I was too agitated, too expectant to leave the house. I wandered from room to room. I could not sit for five minutes at a time. The marvellous recovery of my memory, all in a moment as it might seem, did undoubtedly make me light headed during that first day, and Mrs. Lee would often eye me anxiously. I could think of nothing but my husband and children and my sister. Were they well? Suppose one of my precious ones had died during the long three years I had been missing! Suppose my husband were dead! Suppose they had broken up their home at Bath and had gone away, as Mrs. Lee had suggested, and there should be no one to tell me where they had gone, so that it might end in my knowing myself to be a wife and mother and not knowing where to find my husband and children!
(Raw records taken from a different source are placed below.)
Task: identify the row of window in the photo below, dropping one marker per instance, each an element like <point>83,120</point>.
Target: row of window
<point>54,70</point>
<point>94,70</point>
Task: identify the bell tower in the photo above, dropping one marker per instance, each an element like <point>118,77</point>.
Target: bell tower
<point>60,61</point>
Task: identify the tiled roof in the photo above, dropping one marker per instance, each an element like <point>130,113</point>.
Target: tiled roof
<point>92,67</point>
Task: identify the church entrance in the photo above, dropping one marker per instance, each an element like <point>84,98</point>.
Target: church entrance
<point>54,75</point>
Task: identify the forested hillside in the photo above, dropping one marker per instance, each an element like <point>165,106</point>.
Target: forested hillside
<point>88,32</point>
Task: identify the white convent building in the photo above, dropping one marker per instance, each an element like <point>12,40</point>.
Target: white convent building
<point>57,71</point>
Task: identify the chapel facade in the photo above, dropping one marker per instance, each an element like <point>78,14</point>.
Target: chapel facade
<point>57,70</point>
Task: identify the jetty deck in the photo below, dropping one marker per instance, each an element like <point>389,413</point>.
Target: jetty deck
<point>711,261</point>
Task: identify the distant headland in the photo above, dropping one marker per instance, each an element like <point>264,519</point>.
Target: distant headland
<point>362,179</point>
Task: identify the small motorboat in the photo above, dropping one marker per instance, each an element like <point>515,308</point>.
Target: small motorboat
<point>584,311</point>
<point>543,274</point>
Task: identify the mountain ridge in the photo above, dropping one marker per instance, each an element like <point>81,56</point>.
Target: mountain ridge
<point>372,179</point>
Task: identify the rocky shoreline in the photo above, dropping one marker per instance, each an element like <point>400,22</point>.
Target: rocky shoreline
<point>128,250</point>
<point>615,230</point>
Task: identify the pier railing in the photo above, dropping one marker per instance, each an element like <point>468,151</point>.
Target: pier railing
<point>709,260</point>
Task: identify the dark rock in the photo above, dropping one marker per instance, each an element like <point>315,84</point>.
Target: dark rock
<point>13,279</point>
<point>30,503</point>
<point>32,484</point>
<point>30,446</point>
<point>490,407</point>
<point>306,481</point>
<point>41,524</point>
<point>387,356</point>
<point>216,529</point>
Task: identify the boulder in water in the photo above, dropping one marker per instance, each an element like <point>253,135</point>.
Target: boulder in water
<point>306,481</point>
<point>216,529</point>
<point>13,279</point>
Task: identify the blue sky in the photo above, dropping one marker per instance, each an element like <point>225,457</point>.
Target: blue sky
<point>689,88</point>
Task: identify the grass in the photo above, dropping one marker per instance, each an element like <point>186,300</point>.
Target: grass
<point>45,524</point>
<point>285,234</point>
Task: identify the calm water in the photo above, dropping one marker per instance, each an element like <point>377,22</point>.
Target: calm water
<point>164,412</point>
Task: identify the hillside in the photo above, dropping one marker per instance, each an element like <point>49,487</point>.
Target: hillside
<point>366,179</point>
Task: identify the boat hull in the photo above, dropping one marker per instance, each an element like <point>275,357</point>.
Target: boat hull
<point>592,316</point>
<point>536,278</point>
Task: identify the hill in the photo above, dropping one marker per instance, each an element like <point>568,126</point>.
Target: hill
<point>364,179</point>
These and the like of these were maddening fancies, and they kept me restlessly moving here and there, as though I had lost my reason and Mrs. Lee’s house were a cell.

A certain physician, a person who was highly esteemed by the people of Newcastle for his skill, called on the afternoon of this first day on his way back to Newcastle after visiting a patient, to inquire after Mrs. Lee’s health, her husband and this physician having been boys together. He knew all about my case, and had frequently visited me in a friendly way, but with a professional motive, owning himself at last powerless to do me any good. I did not know that he had called and that he was talking in the parlour to Mrs. Lee when I entered that room, and I was hastily withdrawing when, calling to me, he took me by the hand and in a few words, pronounced with the utmost cordiality, congratulated me on the return of my memory. Mrs. Lee begged me to sit and I did so, and then some discourse followed on the subject of my memory. But the physician’s language was much too technical and learned for me to recollect, even if I chose to repeat it. I remember, however, he told us that these abrupt recoveries were more frequent than slow returns. He cited instances of three persons whose memory, having utterly failed them, had returned on a sudden. The only difference between them and me was that I had been able to recollect from the period of my recovery on board the French vessel, whereas they had been unable to recall events which had happened an hour before. The physician talked much of brain cells and of the nervous system, and was so deeply interested in my case and in his own views and arguments that he kept his carriage at our door for above an hour. I was glad when he went, for his observations upon brain cells and the nervous system made me feel faint, and the condition of my mind rendered listening and sitting for any length of time insupportable.

I pass by the remainder of that day, I pass by the sleepless night that followed, and I pass by the next two days and their long wakeful nights. On the morning of the fourth day I arose early and stationed myself at the window, and for an hour and a half I stood with my eyes fixed upon the garden-gate, waiting for the arrival of the postman. At last I caught sight of him as he put his hand through the bars to lift the latch, and I flew to the hall door and received a letter addressed to Mrs. Lee, heavily sealed, and with the postmark of Bath upon it.

Mrs. Lee had not yet left her bedroom. The beating of my heart almost deprived me of the power of speech. I knocked, and on her asking who was that, I was unable to make my voice heard, whereupon she opened the door. She took the letter from me, told me to come in and shut the door, and going to the window broke the seal and withdrew the letter from its envelope. Her back was upon me—purposely upon me, I was sure. She read the letter, and I could have shrieked aloud with impatience and vexation. She read the letter—I believed she would never cease to read it; then the hand which grasped it fell slowly to her side, and she turned to look at me with a face full of the deepest pity and grief.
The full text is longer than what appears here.